When the inventors further modified the polyiodophenylene compound, it was found that not only the 1, 3 carboxy group The side chain solubilizing group introduced by the group can make the necessary improvement, and the introduction of the polymethylene nitrogen-containing heterocyclic compound at the 5-position can significantly reduce the number of hydroxyl groups without lowering the water solubility of the compound.

 Accordingly, it is a primary object of the present invention to provide a novel polyiodobenzene compound.

 A second object of the present invention is to provide a process for producing the polyiodobenzene ring compound.

 Still another object of the present invention is to provide an application of the polyiodobenzene compound.

 The polyiodobenzene ring compound of the present invention has a structure represented by the general formula (I) -

 among them:

 n is any integer from 1 to 4;

 R1 and R3 are selected from:

R2 and R4 are selected from the group consisting of: —H, —CH ₃ .

 According to the invention, the groups R1 and R3 may be the same or different.

 According to the invention, the groups R2 and R4 may also be the same or different.

 The compound of the formula (I) of the present invention has a molecular weight of 700 to 1000;

 According to the present invention, each of the monomer units of the compound of the formula (I) has 2 to 6 hydroxyl groups and each has 1 to 3 tertiary nitrogen atoms, preferably 1 or 3 tertiary nitrogen atoms.
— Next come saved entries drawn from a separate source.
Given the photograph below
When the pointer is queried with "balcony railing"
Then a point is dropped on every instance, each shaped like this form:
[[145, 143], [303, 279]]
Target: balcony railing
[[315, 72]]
 The compound of the formula (I) of the present invention can be produced by the following method -

1) 5-amino-2,4,6-triiodo-1,3-isophthalic acid II is used as a raw material to obtain 5-amino-2, 4 in the presence of an acid chloride reagent such as thionyl chloride. 6-triiodo- 1, 3-isophthaloyl chloride III;

2) 5-Amino-2,4,6-triiodo-1,3-isophthaloyl chloride III reacts with the corresponding side chain acid chloride at low temperature to form an amide, or with a corresponding side chain carboxylic acid in the chloride Reaction in the presence of a sulfone to form an amide; 3) 5-amino-2,4,6-triiodo-1,3-isophthaloyl chloride III undergoes amidolytic reaction with the corresponding amino alcohol at a basic low temperature to obtain the corresponding compound V, which is generally No need to separate, directly participate in the next reaction;

 4) Compound V undergoes further amination reaction with the corresponding amino alcohol under alkaline low temperature conditions to obtain compound VI;

 5) Compound VI undergoes its own condensed ring reaction under basic conditions to obtain compound I.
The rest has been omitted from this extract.